Художникам и философам революции обыкновенно нравятся издали (в пространстве или особенно во времени). Одни восхищаются ею авансом, до момента ее наступления, – таких довольно много. Другие восхищаются ею ретроспективно, – таков был Гете. Несмотря на знаменитую свою фразу на поле битвы при Вальми («здесь сегодня начинается новая эпоха в истории человечества»), автор «Фауста» долгое время искренно ненавидел французскую революцию. Он боролся с нею с оружием в руках, писал на нее плохие памфлеты и был явным сторонником интервенции европейских монархов. Но гораздо позже, когда революция давно кончилась, Гете признал, что в ней было, в сущности, очень много хорошего.

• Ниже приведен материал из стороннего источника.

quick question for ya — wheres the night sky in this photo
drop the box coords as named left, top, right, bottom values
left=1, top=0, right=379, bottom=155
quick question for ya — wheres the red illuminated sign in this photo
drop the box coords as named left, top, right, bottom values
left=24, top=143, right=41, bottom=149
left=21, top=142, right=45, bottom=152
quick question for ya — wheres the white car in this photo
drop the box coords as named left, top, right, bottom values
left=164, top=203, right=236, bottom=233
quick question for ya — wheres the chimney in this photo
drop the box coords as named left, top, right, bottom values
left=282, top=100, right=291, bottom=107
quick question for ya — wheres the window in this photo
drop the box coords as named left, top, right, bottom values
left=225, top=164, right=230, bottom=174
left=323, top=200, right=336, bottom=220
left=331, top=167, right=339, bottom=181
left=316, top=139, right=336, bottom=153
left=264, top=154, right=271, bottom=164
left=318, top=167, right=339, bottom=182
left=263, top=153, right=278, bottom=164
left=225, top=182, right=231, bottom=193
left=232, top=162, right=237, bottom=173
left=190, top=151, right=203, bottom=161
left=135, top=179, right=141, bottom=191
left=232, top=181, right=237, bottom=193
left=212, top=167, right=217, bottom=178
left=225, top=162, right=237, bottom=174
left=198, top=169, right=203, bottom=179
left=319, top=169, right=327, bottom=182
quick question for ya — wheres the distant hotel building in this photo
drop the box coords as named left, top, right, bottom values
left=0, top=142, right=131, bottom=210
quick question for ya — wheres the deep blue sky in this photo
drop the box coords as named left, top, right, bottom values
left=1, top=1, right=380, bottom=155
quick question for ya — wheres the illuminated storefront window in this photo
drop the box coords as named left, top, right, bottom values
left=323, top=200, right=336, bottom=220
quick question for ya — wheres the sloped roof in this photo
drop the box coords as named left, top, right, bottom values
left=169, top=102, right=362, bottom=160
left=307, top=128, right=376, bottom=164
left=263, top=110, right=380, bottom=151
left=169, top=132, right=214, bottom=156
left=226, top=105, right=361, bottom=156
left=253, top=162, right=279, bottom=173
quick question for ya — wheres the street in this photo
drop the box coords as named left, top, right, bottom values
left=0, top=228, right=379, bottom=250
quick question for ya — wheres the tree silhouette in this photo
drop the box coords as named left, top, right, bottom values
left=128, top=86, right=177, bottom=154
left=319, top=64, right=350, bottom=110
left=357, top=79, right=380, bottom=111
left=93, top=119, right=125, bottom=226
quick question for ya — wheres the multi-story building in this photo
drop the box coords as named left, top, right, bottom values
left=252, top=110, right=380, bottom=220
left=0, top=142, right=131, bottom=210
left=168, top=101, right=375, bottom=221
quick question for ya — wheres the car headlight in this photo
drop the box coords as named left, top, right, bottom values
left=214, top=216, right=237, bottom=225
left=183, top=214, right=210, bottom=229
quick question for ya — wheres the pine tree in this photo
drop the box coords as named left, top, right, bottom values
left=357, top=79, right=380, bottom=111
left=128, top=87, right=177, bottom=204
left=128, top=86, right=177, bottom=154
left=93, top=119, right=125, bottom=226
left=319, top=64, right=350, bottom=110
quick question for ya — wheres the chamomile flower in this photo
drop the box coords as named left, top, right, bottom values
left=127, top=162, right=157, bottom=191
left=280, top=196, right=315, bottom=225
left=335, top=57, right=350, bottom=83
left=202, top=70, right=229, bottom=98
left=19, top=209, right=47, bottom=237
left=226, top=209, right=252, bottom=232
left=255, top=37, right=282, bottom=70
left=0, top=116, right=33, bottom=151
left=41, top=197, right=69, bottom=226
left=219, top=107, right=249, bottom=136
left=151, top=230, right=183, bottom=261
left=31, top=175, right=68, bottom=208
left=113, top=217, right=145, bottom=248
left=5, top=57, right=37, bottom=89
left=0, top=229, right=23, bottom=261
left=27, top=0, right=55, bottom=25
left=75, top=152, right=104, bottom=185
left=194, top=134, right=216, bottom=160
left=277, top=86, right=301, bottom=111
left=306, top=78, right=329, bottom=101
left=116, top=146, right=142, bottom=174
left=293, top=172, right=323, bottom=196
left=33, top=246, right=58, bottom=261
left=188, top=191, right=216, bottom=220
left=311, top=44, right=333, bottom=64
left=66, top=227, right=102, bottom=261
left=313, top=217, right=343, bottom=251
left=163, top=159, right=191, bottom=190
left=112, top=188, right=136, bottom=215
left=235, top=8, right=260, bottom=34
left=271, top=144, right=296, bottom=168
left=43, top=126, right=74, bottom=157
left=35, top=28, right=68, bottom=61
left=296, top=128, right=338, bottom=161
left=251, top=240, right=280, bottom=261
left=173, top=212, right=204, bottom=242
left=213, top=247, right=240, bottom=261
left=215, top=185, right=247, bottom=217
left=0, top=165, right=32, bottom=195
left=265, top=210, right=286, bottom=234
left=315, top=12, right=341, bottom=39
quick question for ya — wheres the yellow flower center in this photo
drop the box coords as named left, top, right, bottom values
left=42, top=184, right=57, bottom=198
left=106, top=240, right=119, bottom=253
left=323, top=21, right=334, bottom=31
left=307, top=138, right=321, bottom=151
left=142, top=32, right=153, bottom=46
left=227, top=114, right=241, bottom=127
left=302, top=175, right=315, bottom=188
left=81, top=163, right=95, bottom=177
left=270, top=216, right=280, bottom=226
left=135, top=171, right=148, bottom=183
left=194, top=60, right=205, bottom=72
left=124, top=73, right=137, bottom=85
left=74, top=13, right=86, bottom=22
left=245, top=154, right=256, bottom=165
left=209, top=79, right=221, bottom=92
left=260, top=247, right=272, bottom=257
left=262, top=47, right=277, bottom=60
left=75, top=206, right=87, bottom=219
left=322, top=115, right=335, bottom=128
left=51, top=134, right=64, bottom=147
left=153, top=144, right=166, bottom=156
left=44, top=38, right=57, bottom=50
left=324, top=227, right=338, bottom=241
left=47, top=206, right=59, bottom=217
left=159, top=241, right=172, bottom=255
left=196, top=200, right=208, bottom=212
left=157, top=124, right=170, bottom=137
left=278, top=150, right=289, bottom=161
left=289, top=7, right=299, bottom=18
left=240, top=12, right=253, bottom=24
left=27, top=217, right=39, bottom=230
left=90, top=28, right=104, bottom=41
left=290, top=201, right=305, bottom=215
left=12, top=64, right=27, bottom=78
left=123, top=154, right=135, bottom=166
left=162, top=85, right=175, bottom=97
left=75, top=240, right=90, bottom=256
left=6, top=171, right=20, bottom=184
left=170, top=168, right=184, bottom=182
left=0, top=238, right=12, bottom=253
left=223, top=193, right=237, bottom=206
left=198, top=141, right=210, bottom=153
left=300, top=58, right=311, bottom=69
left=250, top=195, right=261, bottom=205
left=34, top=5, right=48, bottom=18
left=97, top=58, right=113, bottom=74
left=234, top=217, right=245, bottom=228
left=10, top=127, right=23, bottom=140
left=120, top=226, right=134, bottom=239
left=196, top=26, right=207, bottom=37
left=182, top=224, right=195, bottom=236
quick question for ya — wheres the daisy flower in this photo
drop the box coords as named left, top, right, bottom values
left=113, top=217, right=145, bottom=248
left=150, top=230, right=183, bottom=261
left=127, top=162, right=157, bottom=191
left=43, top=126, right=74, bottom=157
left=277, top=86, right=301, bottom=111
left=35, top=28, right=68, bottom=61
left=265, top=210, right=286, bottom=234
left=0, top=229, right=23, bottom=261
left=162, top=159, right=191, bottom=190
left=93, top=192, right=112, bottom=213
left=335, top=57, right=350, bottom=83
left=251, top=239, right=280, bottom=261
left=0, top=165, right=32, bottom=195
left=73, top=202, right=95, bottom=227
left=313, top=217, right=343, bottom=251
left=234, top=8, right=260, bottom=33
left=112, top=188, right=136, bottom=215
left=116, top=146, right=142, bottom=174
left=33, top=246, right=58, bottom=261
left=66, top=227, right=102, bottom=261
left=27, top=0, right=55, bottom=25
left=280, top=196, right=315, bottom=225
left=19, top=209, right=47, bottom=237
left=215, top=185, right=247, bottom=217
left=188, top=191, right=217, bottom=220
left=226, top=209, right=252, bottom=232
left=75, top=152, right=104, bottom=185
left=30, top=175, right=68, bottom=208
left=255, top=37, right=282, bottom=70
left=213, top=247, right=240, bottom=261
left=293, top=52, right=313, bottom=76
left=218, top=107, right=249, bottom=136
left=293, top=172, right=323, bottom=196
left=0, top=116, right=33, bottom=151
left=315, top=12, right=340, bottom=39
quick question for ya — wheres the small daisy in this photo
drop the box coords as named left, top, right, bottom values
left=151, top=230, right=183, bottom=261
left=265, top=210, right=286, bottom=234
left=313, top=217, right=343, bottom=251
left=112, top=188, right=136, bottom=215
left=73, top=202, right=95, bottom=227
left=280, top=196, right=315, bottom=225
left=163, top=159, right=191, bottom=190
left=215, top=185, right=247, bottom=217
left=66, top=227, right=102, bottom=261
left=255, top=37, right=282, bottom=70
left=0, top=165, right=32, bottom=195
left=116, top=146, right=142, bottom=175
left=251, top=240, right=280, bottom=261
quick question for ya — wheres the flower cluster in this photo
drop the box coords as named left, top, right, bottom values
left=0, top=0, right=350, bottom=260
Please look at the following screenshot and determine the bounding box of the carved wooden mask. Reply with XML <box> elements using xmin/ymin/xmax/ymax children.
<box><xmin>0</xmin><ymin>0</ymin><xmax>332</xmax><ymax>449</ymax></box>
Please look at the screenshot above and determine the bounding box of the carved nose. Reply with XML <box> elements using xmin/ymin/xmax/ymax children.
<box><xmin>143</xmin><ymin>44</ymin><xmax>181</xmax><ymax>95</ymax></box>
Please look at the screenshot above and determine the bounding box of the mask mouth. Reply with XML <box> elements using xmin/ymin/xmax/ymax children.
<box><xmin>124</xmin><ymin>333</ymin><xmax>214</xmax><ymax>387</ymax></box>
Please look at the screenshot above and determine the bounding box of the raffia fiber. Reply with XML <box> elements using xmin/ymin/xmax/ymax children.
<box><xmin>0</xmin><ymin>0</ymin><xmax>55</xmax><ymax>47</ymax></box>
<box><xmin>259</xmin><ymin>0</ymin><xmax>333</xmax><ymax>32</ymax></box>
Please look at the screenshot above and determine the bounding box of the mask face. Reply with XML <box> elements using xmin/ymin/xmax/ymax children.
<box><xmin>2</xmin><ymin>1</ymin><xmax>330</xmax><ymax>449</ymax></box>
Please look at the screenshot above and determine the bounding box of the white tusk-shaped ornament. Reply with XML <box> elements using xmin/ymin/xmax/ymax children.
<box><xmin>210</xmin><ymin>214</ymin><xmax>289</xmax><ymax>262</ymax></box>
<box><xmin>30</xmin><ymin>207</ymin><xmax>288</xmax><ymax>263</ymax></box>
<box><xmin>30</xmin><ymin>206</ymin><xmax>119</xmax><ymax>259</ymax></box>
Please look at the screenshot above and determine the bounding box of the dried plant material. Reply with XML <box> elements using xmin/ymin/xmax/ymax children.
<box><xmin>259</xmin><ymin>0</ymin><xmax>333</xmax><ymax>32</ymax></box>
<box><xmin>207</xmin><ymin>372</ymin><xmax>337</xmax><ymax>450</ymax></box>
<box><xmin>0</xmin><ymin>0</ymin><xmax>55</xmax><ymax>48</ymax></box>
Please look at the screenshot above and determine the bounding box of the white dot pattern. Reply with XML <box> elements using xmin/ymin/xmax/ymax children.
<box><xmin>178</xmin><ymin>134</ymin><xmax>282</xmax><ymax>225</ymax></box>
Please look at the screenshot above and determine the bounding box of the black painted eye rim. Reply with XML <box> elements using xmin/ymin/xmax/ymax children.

И даже Шиллер, отнюдь не объективный писатель, энтузиаст свободы, гражданин французской республики, получивший это почетное звание от революционеров, которые, разумеется, в глаза не видали его произведений, но что-то слышали о немецком публицисте Жилле{11}, писавшем под девизом in tyrannos, – даже Шиллер высказывал о Революции резко отрицательные суждения – когда власть принадлежала революционерам.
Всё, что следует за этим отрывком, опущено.